Regarding data model: What we've seen in the past few decades is that non-relational DBMS (excluding key-value stores) only make sense in rare edge cases that require huge scale. There has, e.g. been research [4] that shows that graph databases are still, well, lacking, compared to relational systems. The common pattern seems to be: unless you need to service very specific workloads at huge scales, SQL is probably enough [5]. Then again, it really comes down to intrinsics. If you were to, for example, implement distributed locking using Postgres, you would likely run into problems with MVCC and Xids very quickly.

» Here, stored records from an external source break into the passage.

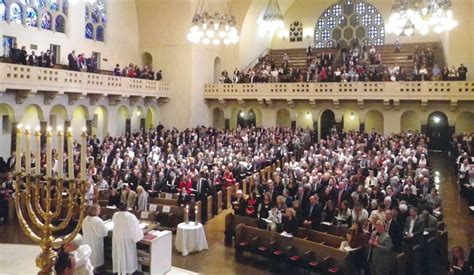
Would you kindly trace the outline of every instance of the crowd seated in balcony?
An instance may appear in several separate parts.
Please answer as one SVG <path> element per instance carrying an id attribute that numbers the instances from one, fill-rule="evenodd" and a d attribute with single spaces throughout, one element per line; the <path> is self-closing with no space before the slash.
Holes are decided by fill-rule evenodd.
<path id="1" fill-rule="evenodd" d="M 67 56 L 68 66 L 67 68 L 71 71 L 81 71 L 88 73 L 105 73 L 113 74 L 115 76 L 124 76 L 132 78 L 142 78 L 150 80 L 162 80 L 162 71 L 154 72 L 151 67 L 145 65 L 143 67 L 130 63 L 125 66 L 123 70 L 120 69 L 120 65 L 117 64 L 113 72 L 101 71 L 97 68 L 97 60 L 94 55 L 86 57 L 84 53 L 76 54 L 73 50 Z M 36 55 L 35 51 L 28 54 L 26 47 L 22 46 L 18 48 L 18 44 L 14 44 L 9 52 L 9 61 L 14 64 L 38 66 L 45 68 L 53 68 L 56 63 L 56 54 L 52 50 L 42 51 L 39 55 Z"/>
<path id="2" fill-rule="evenodd" d="M 395 52 L 400 52 L 402 45 L 395 43 Z M 467 68 L 461 64 L 458 68 L 438 67 L 431 47 L 420 48 L 415 45 L 413 67 L 401 67 L 399 64 L 384 65 L 382 54 L 374 46 L 360 45 L 354 39 L 349 48 L 340 49 L 341 66 L 331 53 L 312 55 L 311 47 L 307 49 L 305 70 L 290 67 L 291 56 L 283 54 L 282 66 L 276 66 L 267 54 L 259 58 L 253 68 L 246 71 L 234 70 L 230 77 L 223 71 L 220 83 L 275 83 L 275 82 L 365 82 L 365 81 L 465 81 Z"/>

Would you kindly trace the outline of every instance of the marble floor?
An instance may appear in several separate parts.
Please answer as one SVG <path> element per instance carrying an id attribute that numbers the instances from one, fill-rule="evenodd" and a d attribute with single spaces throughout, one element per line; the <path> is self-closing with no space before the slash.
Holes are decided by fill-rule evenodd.
<path id="1" fill-rule="evenodd" d="M 0 244 L 0 275 L 32 275 L 38 272 L 35 258 L 40 253 L 36 245 Z M 172 267 L 166 275 L 196 275 L 198 273 Z"/>
<path id="2" fill-rule="evenodd" d="M 431 165 L 433 171 L 438 172 L 439 189 L 443 198 L 446 228 L 449 236 L 449 247 L 461 245 L 465 250 L 474 245 L 474 216 L 469 215 L 466 200 L 459 196 L 456 185 L 456 177 L 451 159 L 446 153 L 431 153 Z M 249 259 L 237 260 L 234 249 L 224 245 L 224 217 L 228 211 L 224 211 L 217 217 L 211 219 L 204 227 L 206 231 L 209 250 L 193 253 L 186 257 L 173 250 L 172 265 L 177 268 L 190 270 L 202 274 L 296 274 L 288 270 L 279 270 L 278 267 L 263 262 L 252 262 Z M 174 237 L 173 237 L 174 238 Z M 174 241 L 174 239 L 173 239 Z M 16 261 L 17 257 L 3 249 L 2 243 L 31 244 L 25 237 L 17 224 L 0 225 L 0 275 L 1 274 L 24 274 L 24 273 L 2 273 L 2 268 L 7 262 Z M 1 253 L 6 253 L 2 254 Z M 31 256 L 36 252 L 31 251 Z M 13 257 L 12 257 L 13 255 Z M 21 257 L 24 254 L 17 254 Z M 25 255 L 26 256 L 26 255 Z M 20 257 L 18 257 L 20 258 Z M 34 257 L 32 258 L 34 259 Z M 31 260 L 34 264 L 34 261 Z M 177 274 L 179 273 L 177 270 Z M 184 272 L 184 271 L 183 271 Z M 29 273 L 32 274 L 32 273 Z"/>

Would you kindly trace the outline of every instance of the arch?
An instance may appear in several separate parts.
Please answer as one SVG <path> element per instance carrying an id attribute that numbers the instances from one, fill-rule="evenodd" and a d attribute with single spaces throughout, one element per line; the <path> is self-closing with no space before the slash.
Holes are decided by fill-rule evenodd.
<path id="1" fill-rule="evenodd" d="M 23 23 L 23 9 L 18 3 L 12 3 L 10 5 L 10 22 L 16 23 L 16 24 L 22 24 Z"/>
<path id="2" fill-rule="evenodd" d="M 72 111 L 71 127 L 74 138 L 78 139 L 81 135 L 81 129 L 87 126 L 89 111 L 87 107 L 79 105 Z"/>
<path id="3" fill-rule="evenodd" d="M 456 133 L 474 133 L 474 113 L 473 112 L 461 112 L 455 123 Z"/>
<path id="4" fill-rule="evenodd" d="M 105 106 L 98 106 L 94 110 L 92 119 L 92 135 L 102 140 L 108 133 L 109 114 Z"/>
<path id="5" fill-rule="evenodd" d="M 15 113 L 13 108 L 5 103 L 0 103 L 0 156 L 10 155 L 12 141 L 12 123 L 15 122 Z M 6 161 L 6 160 L 5 160 Z"/>
<path id="6" fill-rule="evenodd" d="M 288 111 L 287 109 L 281 108 L 277 111 L 276 116 L 277 116 L 276 117 L 277 126 L 286 127 L 286 128 L 291 127 L 290 111 Z"/>
<path id="7" fill-rule="evenodd" d="M 38 27 L 38 12 L 32 7 L 26 8 L 26 25 Z"/>
<path id="8" fill-rule="evenodd" d="M 355 38 L 368 45 L 384 43 L 383 18 L 369 3 L 339 0 L 320 15 L 314 28 L 314 44 L 318 48 L 331 47 L 334 41 L 349 45 Z"/>
<path id="9" fill-rule="evenodd" d="M 104 42 L 104 27 L 98 26 L 96 31 L 95 31 L 95 40 Z"/>
<path id="10" fill-rule="evenodd" d="M 219 83 L 222 72 L 222 63 L 219 57 L 214 59 L 214 83 Z"/>
<path id="11" fill-rule="evenodd" d="M 156 112 L 155 109 L 152 107 L 148 107 L 146 110 L 145 116 L 145 129 L 150 129 L 154 127 L 155 123 Z"/>
<path id="12" fill-rule="evenodd" d="M 296 126 L 302 128 L 313 128 L 313 112 L 311 110 L 301 110 L 296 114 Z"/>
<path id="13" fill-rule="evenodd" d="M 430 139 L 430 149 L 449 150 L 448 116 L 441 111 L 434 111 L 428 116 L 426 135 Z"/>
<path id="14" fill-rule="evenodd" d="M 248 112 L 245 110 L 239 110 L 237 113 L 237 126 L 241 128 L 249 128 L 257 124 L 256 114 L 253 109 Z"/>
<path id="15" fill-rule="evenodd" d="M 127 120 L 130 118 L 128 108 L 124 105 L 117 109 L 117 134 L 123 135 L 126 131 Z"/>
<path id="16" fill-rule="evenodd" d="M 379 134 L 384 133 L 383 114 L 378 110 L 370 110 L 365 115 L 365 130 L 371 132 L 374 130 Z"/>
<path id="17" fill-rule="evenodd" d="M 359 113 L 350 109 L 345 110 L 342 114 L 342 128 L 345 131 L 359 131 Z"/>
<path id="18" fill-rule="evenodd" d="M 421 131 L 420 114 L 413 110 L 405 111 L 400 117 L 400 130 L 407 131 Z"/>
<path id="19" fill-rule="evenodd" d="M 132 113 L 130 115 L 130 123 L 132 132 L 140 130 L 140 128 L 145 127 L 145 112 L 141 106 L 133 107 Z"/>
<path id="20" fill-rule="evenodd" d="M 43 110 L 41 107 L 36 104 L 30 104 L 25 107 L 20 123 L 23 125 L 30 125 L 34 128 L 36 125 L 40 125 L 40 122 L 44 120 Z"/>
<path id="21" fill-rule="evenodd" d="M 336 126 L 336 115 L 331 110 L 324 110 L 319 118 L 320 125 L 320 137 L 326 139 L 331 134 L 331 130 Z"/>
<path id="22" fill-rule="evenodd" d="M 224 111 L 219 107 L 212 110 L 212 127 L 216 129 L 224 129 L 225 127 Z"/>
<path id="23" fill-rule="evenodd" d="M 153 66 L 153 56 L 149 52 L 142 53 L 142 64 L 143 66 L 147 65 L 148 67 Z"/>
<path id="24" fill-rule="evenodd" d="M 62 15 L 57 15 L 54 19 L 54 30 L 56 32 L 64 33 L 66 29 L 66 20 Z"/>
<path id="25" fill-rule="evenodd" d="M 49 125 L 56 128 L 58 125 L 65 126 L 68 119 L 67 109 L 64 105 L 57 104 L 49 112 Z"/>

So, as you already mentioned, there is no silver bullet. But even today, unless you are Meta or Google, SQL is probably enough for a long time and lots of use cases.

(Full disclosure: I'm working on Hyper full-time).

[1]: https://hyper-db.de/ [2]: https://umbra-db.com/ [3]: https://cedardb.com/ [4]: https://homepages.cwi.nl/~boncz/edbt2022.pdf [5]: https://www.youtube.com/watch?v=VxKt245X_ws

lifeinthevoid 2 months ago

It all depends on the use-case, a generalist database can never achieve the performance of specialized databases once the workload gets large enough. It's like asking for a car that's great off-road but also beats an F1 car on the circuit.

tacostakohashi 2 months ago

Hmm, ever used Oracle?

I'm not here to defend it, but in practical terms, it does everything anyone is likely to need out of the box. Relational, XML, JSON, replication, document...

  • Etai 2 months ago

    Where's it stand compared to some of the more traditional DW systems? Can it handle the workloads snowflake would for analytics?

yen223 2 months ago

I would be curious to know if anyone tried using one of the newer data-warehouse databases (Clickhouse, Snowflake, etc) as an OLTP database, to run their crud app.

  • kwillets 2 months ago

    We came close, as we had architects who knew little besides Snowflake.

    While there are all kinds of issues it can't handle for CRUD, such as locking and small updates, it's also expensive to do small reads due to the reliance on auto-scaling instead of timesharing. If your app pageloads and issues dozens of queries to populate its widgets, SF will be both slow and expensive.

  • hodgesrm 2 months ago

    You can't use ClickHouse this way. It does not have ACID transactions and the main table type (MergeTree) is optimized for reads on append-only workloads that operate on large blocks.

    MySQL & PostgreSQL are vastly better for OLTP use cases.

    • yen223 2 months ago

      I know that you shouldn't, but I'm curious if anyone did.

      I don't think it is impossible to use Clickhouse as a backend to a CRUD app, if you didn't particularly care about things like transactional guarantees or read performance. You still can write rows to it, and read rows from it.

      I've also worked in the business long enough to know that people make all kinds of suboptimal engineering decisions all the time.

      • altdataseller 2 months ago

        I’m sure some people do. Just simply because ppl do all sorts of things they shouldn’t do.